L’appel à la CPI d’ouvrir une enquête sur le Burundi n’a pas de fondement légal

10092017 042209L’appel à la Cour pénale internationale (CPI) d’ouvrir une enquête sur le Burundi « n’a pas de fondement légal », a déclaré samedi Sylvestre Nyandwi, procureur général de la République du Burundi.

Lundi dernier, au lendemain de la sortie de son rapport final, la Commission d’enquête indépendante du conseil des droits de l’homme de l’ONU sur le Burundi a exhorté la CPI d’ouvrir « dans les plus brefs délais » une enquête sur ce qu’elle a qualifié de « violations des droits de l’homme relevant du crime contre l’humanité », qui auraient été commises au Burundi depuis avril 2015.

« Je déplore que cette commission ait affirmé dans son rapport que l’Etat burundais n’a ni la volonté, ni la capacité de mener véritablement des enquêtes ou des poursuites sur les violations des droits de l’homme », a précisé M. Nyandwi au cours d’un point de presse dans son cabinet de travail.

Il a ajouté qu’en analysant de près ces propos émanant de la présidence de cette commission, on sent que l’on a visé la justice burundaise dont l’organe de poursuite qu’est le ministère public.

M. Nyandwi a déploré également que la procureure de la CPI, Fatou Bensouda, ait, malgré l’opposition du Burundi, ouvert le 26 avril 2015 un examen préliminaire sur les violations commises dans le pays depuis avril 2015.

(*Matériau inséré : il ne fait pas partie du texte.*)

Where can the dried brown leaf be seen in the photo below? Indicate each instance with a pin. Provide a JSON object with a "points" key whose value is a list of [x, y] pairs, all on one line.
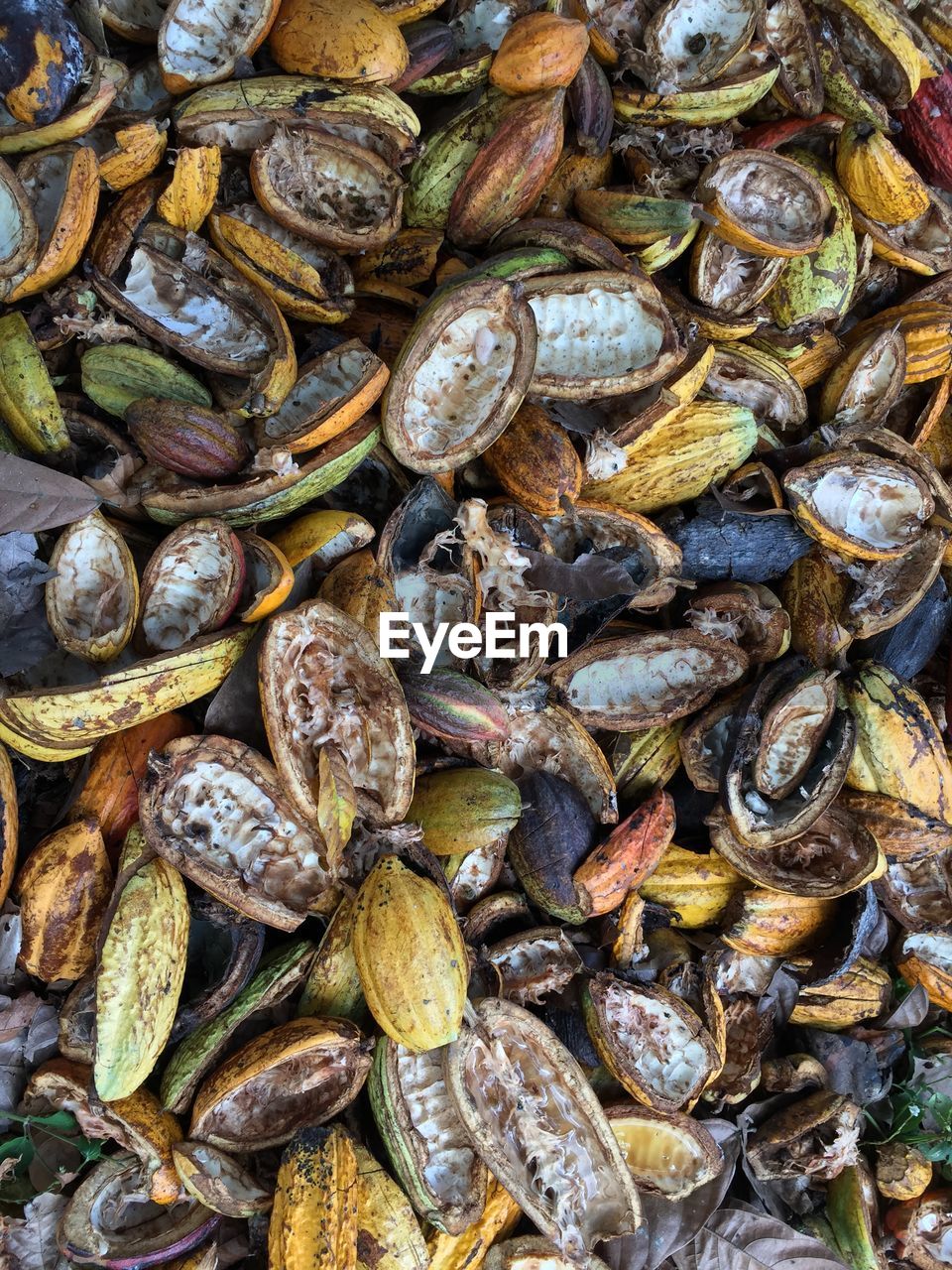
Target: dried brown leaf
{"points": [[33, 497]]}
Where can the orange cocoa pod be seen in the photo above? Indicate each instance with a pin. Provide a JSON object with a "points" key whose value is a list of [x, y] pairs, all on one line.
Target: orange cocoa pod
{"points": [[63, 888], [509, 173], [630, 853], [539, 51], [111, 789]]}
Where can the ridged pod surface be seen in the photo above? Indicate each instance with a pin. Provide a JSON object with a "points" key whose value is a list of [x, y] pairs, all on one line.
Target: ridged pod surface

En effet, a-t-il expliqué, le Burundi n’a cessé de montrer à Mme Bensouda au cours des échanges avec elle sur plusieurs d’informations en rapport avec les crimes commis dans le pays depuis avril 2015 dont les mesures prises en vue de leur répression que l’ouverture d’un tel examen n’était pas nécessaire.

« Le Burundi a transmis à la CPI les informations demandées, est allé même au-delà en lui fournissant des éléments sur l’avancement d’autres dossiers. Il est donc surprenant que la commission de l’ONU pour les droits de l’homme affirme que le Burundi n’a ni la volonté ni la capacité de mener véritablement des enquêtes ou des poursuites sur ces violations des droits humains commises dans le pays », a-t-il insisté.

« La procureure de la CPI devrait prendre ces informations à leur juste valeur et se garder d’être induite en erreur par cette commission onusienne, a-t-il fait remarquer.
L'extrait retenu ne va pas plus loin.